LPS is normally present in the protected environment of the intestine. The intestinal barrier consists of the biological barrier, the physical barrier, and the immune barrier. The biological barrier consists of a normal functional intestinal microbiota (IM), which helps to regulate pathogenic bacteria by competition [19]. The microbiota assists the host in breaking down molecules and providing essential vitamins. The physical barrier consists of the intestinal mucus layer, the epithelial cells, and the tight junctions which prevent translocation of pathogenic bacteria [20] into the circulation. The immune barrier consists of gut-associated lymphoid tissue (GALT) and tissue-specific lymphocytes which interact with the IM to maintain a healthy balance [21].

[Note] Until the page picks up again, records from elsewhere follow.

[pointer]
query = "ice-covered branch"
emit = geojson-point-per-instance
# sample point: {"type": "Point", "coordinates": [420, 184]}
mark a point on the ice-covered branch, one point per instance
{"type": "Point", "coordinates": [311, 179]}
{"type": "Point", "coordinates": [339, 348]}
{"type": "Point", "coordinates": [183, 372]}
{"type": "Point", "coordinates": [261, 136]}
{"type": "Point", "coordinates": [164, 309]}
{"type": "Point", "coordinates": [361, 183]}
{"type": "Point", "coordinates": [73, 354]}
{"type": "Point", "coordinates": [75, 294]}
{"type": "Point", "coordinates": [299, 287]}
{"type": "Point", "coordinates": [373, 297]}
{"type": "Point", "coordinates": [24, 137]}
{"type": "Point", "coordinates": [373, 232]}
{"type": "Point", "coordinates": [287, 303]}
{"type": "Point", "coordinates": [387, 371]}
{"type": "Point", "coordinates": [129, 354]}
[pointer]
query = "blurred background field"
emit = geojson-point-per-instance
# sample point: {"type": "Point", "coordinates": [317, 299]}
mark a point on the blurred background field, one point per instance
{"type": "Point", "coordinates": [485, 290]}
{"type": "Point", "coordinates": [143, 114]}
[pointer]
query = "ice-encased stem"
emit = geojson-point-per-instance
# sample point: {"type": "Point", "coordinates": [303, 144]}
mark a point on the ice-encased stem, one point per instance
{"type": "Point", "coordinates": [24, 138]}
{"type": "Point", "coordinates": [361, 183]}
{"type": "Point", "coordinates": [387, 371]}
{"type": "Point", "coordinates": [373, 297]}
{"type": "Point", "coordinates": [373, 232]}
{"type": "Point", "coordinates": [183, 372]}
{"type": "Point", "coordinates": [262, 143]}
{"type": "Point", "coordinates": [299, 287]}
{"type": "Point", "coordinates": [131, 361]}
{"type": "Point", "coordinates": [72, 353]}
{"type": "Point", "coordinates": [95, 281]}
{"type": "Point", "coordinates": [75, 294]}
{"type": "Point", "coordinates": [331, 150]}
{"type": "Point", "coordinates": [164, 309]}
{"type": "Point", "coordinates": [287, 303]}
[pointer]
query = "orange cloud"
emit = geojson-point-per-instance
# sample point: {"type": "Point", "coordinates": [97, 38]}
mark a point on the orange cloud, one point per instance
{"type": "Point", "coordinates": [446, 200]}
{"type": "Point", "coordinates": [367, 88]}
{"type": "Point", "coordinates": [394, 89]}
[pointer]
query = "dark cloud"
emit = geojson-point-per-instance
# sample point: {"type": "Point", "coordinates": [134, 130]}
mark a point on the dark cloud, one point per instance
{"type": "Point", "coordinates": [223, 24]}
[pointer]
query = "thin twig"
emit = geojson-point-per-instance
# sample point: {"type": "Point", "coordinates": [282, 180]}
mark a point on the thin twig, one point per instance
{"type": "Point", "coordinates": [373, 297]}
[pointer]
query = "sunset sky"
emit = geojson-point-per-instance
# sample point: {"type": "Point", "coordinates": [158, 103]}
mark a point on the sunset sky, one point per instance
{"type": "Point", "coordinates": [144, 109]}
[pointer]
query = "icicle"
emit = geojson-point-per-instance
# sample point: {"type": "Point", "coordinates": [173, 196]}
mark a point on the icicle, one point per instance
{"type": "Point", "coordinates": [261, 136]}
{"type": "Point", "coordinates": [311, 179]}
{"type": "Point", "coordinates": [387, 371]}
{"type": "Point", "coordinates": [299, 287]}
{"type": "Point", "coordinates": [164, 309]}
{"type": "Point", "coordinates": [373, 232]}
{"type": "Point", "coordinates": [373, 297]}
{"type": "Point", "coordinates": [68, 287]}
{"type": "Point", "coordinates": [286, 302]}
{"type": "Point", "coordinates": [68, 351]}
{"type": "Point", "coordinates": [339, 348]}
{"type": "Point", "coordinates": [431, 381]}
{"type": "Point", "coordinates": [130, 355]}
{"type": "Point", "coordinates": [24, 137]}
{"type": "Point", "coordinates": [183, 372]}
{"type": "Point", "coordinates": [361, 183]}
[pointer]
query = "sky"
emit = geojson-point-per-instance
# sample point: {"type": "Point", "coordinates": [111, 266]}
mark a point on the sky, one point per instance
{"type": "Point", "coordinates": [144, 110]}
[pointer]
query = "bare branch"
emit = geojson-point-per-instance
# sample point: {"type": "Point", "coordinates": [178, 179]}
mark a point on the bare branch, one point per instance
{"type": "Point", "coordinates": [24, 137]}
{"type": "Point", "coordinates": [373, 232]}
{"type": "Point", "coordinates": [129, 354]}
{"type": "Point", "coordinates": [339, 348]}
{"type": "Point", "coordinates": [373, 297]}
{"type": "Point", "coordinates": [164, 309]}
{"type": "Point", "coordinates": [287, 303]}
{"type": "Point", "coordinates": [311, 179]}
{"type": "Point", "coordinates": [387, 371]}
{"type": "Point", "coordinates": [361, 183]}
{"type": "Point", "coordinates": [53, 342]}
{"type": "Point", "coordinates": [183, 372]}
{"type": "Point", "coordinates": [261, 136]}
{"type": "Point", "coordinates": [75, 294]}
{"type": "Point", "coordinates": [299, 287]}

Intestinal barrier dysfunction during exercise-heat stress can be caused by reduced intestinal blood flow [17] which may result in tissue hypoxia and acidosis [22], oxidative and nitrosative stress [23], and the intestinal inflammatory response [14], all of which may result in increased LPS passage [24]. Nonsteroidal anti-inflammatory drugs (NSAIDS) which are frequently used by athletes have been shown to increase GI permeability [17, 25]. A review by Armstrong discussed the evidence showing that the IM of athletes can be modified by exercise and diet which a following review addressed specific nutritional recommendation [2, 26]. The chronic low-grade inflammation in obesity has been [18] associated in some cases with the presence of low levels of circulating LPS termed “metabolic endotoxemia ” which supports the notion that diet and exercise induce beneficial adaptations in the gut [27]. Illness caused by infection with pathogenic bacteria has deleterious effects on intestinal epithelial barrier function not limited to diarrhea [28]. Chronic diseases such as inflammatory bowel disease are characterized by intestinal epithelial barrier dysfunction [29]. Given that the intestinal barrier is affected by so many factors related to metabolism, diet, and exercise, one could speculate that EHS patients may experience intestinal barrier damage due to diverse, individual factors.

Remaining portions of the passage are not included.